A 11 meses das eleições de 2018, o processo eleitoral está cercado de incertezas. A reforma aprovada às pressas no Congresso e sancionada em 6 de outubro deixou uma série de dúvidas sobre os temas centrais de campanhas: financiamento, fiscalização e propaganda. Há 15 anos dedicado exclusivamente à fiscalização de crimes eleitorais, o promotor Rodrigo Zilio (MP-RS) se debruçou sobre as alterações na nova lei. Zilio é categórico: a reforma deixou brechas para que o caixa dois continue sendo uma prática de partidos e candidatos para financiar campanhas.
Menos de um ano da eleição, há mais dúvidas do que certezas em relação ao processo?
Mais uma vez, os legisladores, em relação à reforma política, deixaram para efetivar as mudanças na última hora. E fizeram isso sem diálogo com as instituições. Essa "minirreforma" eleitoral provoca uma série de questionamentos.

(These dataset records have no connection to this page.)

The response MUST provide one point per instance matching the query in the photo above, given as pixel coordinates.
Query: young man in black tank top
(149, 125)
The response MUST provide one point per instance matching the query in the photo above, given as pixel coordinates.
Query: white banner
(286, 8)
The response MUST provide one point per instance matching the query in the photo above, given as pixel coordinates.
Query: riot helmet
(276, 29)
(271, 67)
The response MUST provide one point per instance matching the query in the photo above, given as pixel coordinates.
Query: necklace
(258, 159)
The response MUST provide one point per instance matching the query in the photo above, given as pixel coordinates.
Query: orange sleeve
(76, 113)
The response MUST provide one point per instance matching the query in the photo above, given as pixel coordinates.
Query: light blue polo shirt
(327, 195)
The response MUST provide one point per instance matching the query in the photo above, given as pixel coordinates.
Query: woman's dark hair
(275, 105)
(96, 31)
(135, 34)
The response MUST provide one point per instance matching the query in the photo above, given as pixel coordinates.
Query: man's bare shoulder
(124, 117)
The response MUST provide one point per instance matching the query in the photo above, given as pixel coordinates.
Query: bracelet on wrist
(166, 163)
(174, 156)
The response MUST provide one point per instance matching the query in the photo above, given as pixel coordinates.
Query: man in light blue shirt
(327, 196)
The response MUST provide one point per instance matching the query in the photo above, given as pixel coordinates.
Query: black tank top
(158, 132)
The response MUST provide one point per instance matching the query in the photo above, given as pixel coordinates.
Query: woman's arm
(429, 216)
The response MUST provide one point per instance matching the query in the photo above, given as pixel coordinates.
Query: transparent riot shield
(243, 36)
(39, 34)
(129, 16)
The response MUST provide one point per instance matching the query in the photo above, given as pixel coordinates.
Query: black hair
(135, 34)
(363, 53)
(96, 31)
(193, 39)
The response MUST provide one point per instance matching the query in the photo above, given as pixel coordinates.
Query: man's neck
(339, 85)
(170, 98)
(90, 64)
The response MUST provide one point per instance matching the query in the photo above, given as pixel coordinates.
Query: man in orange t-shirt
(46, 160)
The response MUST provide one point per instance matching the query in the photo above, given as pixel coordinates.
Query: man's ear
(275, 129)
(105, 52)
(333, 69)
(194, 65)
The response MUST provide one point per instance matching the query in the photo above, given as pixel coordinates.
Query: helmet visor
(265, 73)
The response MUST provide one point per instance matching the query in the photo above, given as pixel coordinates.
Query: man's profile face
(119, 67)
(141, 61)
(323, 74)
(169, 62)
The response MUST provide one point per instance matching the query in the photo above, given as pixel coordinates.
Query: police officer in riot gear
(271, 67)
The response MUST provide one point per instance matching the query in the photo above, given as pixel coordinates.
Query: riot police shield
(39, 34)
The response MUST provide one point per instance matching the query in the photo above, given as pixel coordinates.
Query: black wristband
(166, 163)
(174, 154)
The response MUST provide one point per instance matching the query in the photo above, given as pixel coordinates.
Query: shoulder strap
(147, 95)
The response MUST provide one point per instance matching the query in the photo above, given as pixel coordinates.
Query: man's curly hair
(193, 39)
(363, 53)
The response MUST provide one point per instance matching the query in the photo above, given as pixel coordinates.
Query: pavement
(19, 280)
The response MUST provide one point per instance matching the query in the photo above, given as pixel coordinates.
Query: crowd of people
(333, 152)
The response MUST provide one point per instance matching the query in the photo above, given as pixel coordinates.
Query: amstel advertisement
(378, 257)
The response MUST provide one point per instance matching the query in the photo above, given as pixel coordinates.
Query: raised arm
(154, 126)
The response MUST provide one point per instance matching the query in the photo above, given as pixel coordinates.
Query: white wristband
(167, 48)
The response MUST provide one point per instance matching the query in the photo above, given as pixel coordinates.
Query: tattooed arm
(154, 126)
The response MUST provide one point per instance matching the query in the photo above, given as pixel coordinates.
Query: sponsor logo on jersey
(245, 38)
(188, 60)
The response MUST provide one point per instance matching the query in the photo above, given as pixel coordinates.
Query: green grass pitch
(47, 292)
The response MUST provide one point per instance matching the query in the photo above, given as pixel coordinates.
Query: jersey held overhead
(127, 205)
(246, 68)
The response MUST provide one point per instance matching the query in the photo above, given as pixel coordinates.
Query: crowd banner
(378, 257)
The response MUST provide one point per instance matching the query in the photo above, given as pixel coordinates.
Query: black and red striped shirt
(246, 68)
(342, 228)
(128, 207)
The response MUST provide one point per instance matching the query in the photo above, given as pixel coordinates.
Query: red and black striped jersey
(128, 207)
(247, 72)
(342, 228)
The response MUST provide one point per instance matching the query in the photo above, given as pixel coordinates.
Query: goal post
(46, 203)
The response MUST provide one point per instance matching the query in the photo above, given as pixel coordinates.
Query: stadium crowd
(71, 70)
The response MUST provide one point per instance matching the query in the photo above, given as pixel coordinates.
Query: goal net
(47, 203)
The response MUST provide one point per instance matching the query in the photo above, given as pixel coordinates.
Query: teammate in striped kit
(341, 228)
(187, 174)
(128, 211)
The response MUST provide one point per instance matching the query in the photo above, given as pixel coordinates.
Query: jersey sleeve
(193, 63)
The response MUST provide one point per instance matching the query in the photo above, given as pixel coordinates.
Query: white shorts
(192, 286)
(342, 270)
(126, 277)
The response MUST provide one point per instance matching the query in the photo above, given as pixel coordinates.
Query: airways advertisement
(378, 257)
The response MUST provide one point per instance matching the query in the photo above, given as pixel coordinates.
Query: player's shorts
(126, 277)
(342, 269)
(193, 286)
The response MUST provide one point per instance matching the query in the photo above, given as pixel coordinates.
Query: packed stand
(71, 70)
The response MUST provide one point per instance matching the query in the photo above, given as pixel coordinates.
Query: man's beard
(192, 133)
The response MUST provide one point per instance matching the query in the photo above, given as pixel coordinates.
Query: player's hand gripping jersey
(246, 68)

Eu diria, inclusive, que nunca antes na história recente do país houve tantas incertezas no processo eleitoral brasileiro.
Qual é o problema?
Primeiro, o Fundo Público de Financiamento de Campanha, que veio para suprir a doação de pessoas jurídicas, não tem critérios adequados de distribuição. Ou seja, se prevê recurso público, que hoje se estima em R$ 1,7 bilhões, mas na verdade esse dinheiro é repassado pela Justiça Eleitoral aos diretórios nacionais dos partidos. Aí é que está o problema, pois as siglas têm autonomia. Os partidos não têm obrigação de distribuir de forma uniforme esses recursos para os diretórios estaduais e para os candidatos. Ou seja, entra muito dinheiro público, e os partidos não precisam prestar contas de seu uso.
Esse item da reforma estimula o "caciquismo" partidário?
Com certeza. É um artifício que os legisladores utilizaram para que as siglas possam sobreviver de “bondades”. Os caciques de partidos distribuem recursos para os candidatos de sua preferência. Outro exemplo: o recurso poderá ser destinado aos deputados que votam sob orientação da cúpula do partido em matérias no Congresso. Isso é uma forma de uso de dinheiro público para controlar os candidatos.
A reforma prevê limites de gastos para cada candidato. Presidente da República terá de gastar no máximo R$ 105 milhões (nos dois turnos). Isso não pode inibir irregularidades?
Nós temos que pensar naquilo que o candidato prevê e no mundo real. A ex-presidente Dilma Rousseff (PT), por exemplo, declarou gastos de R$ 350 milhões em 2014. Mais de três vezes esse teto. E há o caixa dois, que sempre houve nas campanhas. Esses números e esse histórico indicam que irregularidades devem continuar.
Nunca antes na história recente do país houve tantas incertezas no processo eleitoral brasileiro.
Rodrigo Zilio
Promotor
O caixa dois continuará?
Não tenho dúvida que sim. Os tetos nominais ficaram muito aquém da realidade das declarações do último pleito. Por isso e também pelo fato de que nenhuma atitude legislativa foi tomada para melhorar a fiscalização.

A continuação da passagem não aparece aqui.